Normally, the bidi algorithm doesn't care for what reason a line is being broken. Wherever the line break is, it will correspond to a specific location in the logical order text (that is in memory) and all characters for that line will then be re-ordered and displayed.
The calculation of bidi levels is always carried out over the entire paragraph, so the location of the line break does not change the calculated levels.
If hyphenation is done manually, by inserting a hyphen character at a desired line break location, then this introduces a neutral character. Since hyphenation like that would be in mid-word, the left and right context of that neutral character should be the same, hence the character should behave like its surroundings. There should be no reordering of text around it.
The same should be true for using the SHY (soft hyphen) character.
However, an implementation can no longer use this strategy:
- Determine a possible hyphenation location,
- output the line to that point,
- separately output a hyphen at the end of the physical line.
The hyphen to be displayed must be part of the logical storage to which bidi-reordering is applied. The reason for that is that a hyphenated LTR word at the end of an RTL line would have it's hyphen not at the end of the physical line, but at the end of the hyphenated word-fragment, wherever reordering ended up placing it.

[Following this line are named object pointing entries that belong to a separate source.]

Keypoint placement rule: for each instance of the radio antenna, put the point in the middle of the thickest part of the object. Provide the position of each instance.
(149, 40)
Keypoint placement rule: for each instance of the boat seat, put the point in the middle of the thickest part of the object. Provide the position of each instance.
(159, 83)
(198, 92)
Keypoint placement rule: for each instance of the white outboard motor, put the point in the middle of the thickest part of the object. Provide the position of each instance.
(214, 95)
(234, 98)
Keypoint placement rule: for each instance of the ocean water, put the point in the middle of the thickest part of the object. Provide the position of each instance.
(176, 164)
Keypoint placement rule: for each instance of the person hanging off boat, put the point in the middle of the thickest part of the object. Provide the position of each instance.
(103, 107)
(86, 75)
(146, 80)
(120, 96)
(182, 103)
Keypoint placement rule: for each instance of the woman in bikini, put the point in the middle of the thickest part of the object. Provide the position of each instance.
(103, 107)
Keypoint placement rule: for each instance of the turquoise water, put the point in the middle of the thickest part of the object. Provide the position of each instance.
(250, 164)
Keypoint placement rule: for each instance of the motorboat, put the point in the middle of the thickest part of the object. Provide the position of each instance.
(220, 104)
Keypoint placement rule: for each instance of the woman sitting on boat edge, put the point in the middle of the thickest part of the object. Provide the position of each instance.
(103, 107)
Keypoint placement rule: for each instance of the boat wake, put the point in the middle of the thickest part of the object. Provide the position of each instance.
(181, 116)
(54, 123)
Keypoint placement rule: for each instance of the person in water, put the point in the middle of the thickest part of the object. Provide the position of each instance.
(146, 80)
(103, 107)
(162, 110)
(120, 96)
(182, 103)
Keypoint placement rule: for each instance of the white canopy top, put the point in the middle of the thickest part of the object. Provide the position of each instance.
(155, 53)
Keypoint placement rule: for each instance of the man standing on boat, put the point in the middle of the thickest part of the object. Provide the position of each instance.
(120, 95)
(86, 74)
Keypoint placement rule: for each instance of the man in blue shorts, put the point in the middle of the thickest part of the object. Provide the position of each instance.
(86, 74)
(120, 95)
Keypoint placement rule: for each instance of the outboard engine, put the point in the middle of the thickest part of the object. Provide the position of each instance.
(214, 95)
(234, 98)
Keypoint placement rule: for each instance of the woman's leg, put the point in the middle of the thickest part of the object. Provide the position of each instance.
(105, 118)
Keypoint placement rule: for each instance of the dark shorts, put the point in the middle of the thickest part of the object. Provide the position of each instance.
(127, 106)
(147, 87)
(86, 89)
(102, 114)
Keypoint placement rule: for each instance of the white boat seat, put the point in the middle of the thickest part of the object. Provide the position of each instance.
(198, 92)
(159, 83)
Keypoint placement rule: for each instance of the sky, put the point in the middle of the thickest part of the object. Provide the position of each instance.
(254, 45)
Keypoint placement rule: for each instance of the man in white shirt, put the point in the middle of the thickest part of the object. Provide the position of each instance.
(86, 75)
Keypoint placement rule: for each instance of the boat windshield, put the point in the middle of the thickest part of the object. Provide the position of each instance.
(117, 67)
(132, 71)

The problematic rule is X9 (remove all BN codes).
The reason for the problem is that SHY the soft hyphen has the BN property. Most SHY codes are not needed, but the one that did define a successful line break does define the location of the hyphen to be displayed in its stead.
A layout algorithm can work around this one in several ways, for example it is possible to retain all (or some) BN codes while ignoring them for the purpose of applying the other rules (see the note about that in UAX#9).

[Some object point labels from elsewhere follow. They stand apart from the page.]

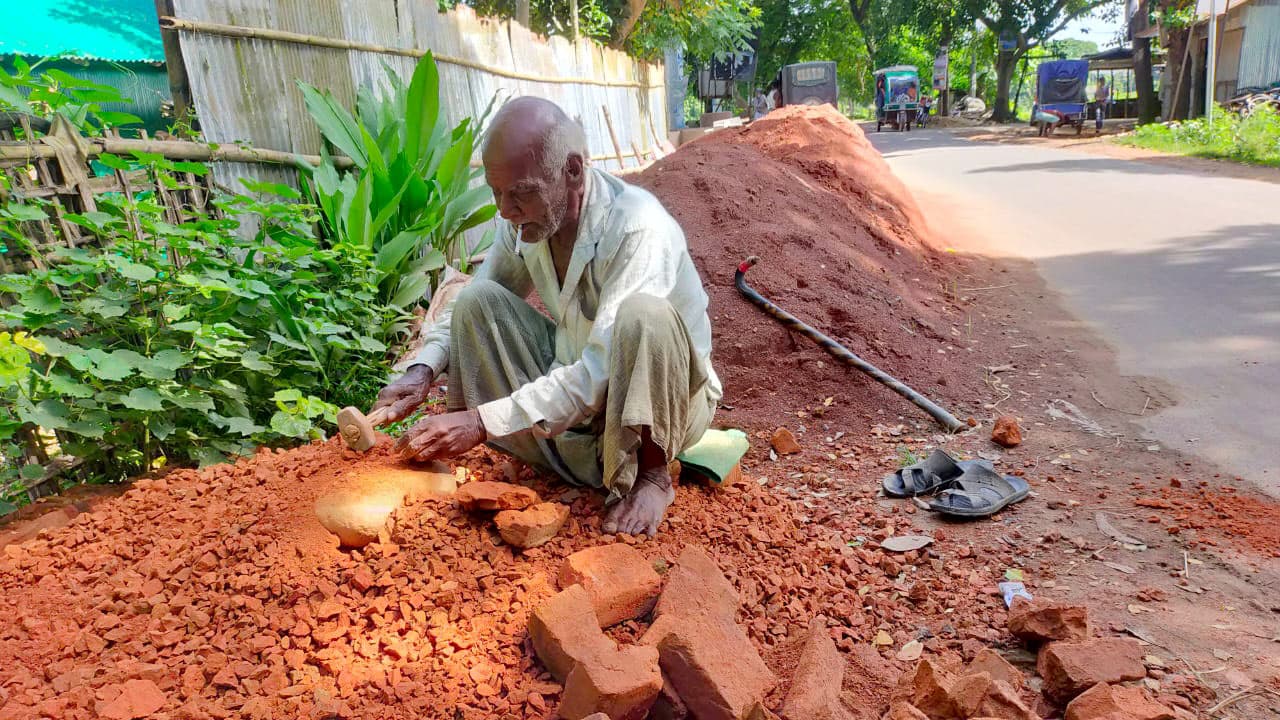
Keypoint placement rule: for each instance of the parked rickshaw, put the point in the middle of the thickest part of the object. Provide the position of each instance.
(901, 96)
(1060, 95)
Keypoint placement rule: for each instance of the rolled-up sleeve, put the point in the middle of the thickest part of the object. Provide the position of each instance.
(503, 265)
(643, 263)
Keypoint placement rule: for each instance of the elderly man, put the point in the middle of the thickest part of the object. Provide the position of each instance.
(617, 381)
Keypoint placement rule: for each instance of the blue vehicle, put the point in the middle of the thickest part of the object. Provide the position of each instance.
(1061, 89)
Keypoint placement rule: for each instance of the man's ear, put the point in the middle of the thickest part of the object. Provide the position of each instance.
(575, 168)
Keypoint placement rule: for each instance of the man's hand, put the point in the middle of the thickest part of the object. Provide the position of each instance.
(442, 436)
(400, 399)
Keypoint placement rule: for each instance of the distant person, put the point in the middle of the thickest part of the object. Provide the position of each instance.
(1101, 99)
(759, 105)
(880, 98)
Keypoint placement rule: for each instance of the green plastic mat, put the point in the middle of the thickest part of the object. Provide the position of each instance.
(716, 455)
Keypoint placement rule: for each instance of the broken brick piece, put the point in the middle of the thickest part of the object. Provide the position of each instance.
(565, 629)
(712, 665)
(137, 698)
(1006, 433)
(993, 664)
(533, 525)
(1037, 621)
(929, 686)
(982, 696)
(1116, 702)
(621, 582)
(1069, 669)
(487, 495)
(785, 442)
(696, 584)
(620, 683)
(819, 675)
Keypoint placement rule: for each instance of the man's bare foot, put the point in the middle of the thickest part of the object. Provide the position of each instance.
(643, 509)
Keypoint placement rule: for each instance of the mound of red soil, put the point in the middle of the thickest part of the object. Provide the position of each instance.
(841, 245)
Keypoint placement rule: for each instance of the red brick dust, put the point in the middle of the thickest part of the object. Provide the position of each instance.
(842, 246)
(222, 588)
(1224, 513)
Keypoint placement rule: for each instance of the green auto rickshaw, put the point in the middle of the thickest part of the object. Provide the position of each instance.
(897, 96)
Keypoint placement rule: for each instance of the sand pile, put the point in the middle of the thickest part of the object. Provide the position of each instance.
(842, 246)
(216, 593)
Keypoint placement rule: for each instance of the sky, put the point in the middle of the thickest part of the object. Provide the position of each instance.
(1105, 32)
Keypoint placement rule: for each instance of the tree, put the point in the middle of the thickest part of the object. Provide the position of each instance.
(1024, 24)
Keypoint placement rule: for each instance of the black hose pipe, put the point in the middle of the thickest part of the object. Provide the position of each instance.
(792, 323)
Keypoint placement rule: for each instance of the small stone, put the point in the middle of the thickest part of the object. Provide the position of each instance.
(1069, 669)
(533, 525)
(487, 495)
(1006, 432)
(785, 442)
(993, 664)
(565, 629)
(622, 584)
(1037, 621)
(1115, 702)
(620, 683)
(138, 698)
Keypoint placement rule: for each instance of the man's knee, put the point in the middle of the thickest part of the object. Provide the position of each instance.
(478, 294)
(643, 313)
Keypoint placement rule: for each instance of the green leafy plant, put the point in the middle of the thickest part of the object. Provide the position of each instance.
(411, 194)
(1253, 139)
(173, 343)
(55, 92)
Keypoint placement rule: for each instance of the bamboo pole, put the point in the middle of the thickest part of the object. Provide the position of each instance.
(613, 136)
(339, 44)
(170, 149)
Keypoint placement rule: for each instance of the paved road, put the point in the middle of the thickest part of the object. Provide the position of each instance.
(1179, 270)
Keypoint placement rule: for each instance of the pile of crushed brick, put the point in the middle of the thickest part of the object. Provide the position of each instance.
(218, 593)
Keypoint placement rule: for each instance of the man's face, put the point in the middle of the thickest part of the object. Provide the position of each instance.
(526, 196)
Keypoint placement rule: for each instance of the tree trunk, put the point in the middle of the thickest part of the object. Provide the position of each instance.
(634, 9)
(1142, 72)
(1005, 64)
(1178, 69)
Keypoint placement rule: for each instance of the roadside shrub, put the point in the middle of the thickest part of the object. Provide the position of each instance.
(1255, 139)
(190, 342)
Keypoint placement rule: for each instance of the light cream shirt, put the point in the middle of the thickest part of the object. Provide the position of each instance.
(626, 244)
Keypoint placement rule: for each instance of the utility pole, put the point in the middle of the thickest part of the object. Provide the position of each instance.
(1210, 63)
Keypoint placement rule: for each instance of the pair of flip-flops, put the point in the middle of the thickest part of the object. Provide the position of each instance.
(964, 488)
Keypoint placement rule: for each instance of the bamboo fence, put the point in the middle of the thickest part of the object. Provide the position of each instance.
(243, 59)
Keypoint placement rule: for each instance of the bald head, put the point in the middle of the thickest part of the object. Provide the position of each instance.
(535, 162)
(534, 128)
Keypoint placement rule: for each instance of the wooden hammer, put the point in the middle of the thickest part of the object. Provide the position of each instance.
(357, 429)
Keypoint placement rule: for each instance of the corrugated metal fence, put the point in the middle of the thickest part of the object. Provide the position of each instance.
(1260, 50)
(243, 58)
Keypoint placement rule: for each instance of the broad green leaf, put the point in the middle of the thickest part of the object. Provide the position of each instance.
(67, 387)
(254, 361)
(144, 399)
(191, 400)
(40, 300)
(393, 253)
(160, 427)
(108, 365)
(370, 343)
(421, 108)
(104, 308)
(411, 290)
(49, 414)
(336, 123)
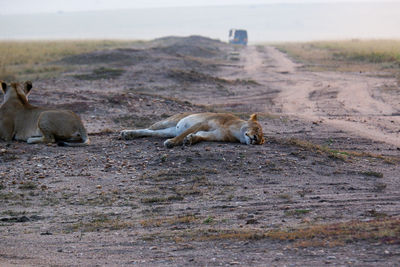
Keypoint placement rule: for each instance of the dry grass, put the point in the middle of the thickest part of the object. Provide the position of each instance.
(168, 221)
(352, 55)
(333, 153)
(30, 59)
(385, 230)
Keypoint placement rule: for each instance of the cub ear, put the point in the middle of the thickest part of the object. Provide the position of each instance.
(3, 87)
(28, 87)
(253, 117)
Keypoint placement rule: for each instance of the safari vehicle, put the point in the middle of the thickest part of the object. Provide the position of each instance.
(238, 36)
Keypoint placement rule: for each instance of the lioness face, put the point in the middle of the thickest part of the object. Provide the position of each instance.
(16, 90)
(254, 134)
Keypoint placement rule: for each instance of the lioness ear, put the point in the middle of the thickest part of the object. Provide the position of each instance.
(262, 140)
(253, 117)
(3, 87)
(28, 87)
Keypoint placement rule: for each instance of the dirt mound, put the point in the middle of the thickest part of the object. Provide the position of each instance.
(120, 56)
(195, 46)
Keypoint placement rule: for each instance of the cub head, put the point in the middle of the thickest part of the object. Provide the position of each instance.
(254, 134)
(16, 91)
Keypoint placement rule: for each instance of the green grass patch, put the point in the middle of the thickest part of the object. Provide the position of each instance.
(101, 73)
(347, 56)
(21, 60)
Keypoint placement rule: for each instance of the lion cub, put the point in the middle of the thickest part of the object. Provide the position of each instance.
(22, 121)
(189, 129)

Then, the SHYs could be removed, resp. substituted with a HYPHEN, at the step where the line fitting / line breaking actually takes place (before L1).
Another method would be to track where the location of the logical line is in the physical line, and, where necessary, insert a hyphen glyph right before display.
I haven't had to implement that anywhere yet, so I can't suggest which strategy works best, but the bidi sample in the
Unibooktool and the bidi sample code in C++ show how to retain BN codes yet still reach conformant results.
Final note: read the sections on hyphenation and SHY in
UAX#14 Line Breakingfor more details, because adding a hyphen is not always enough - the general case is more open ended.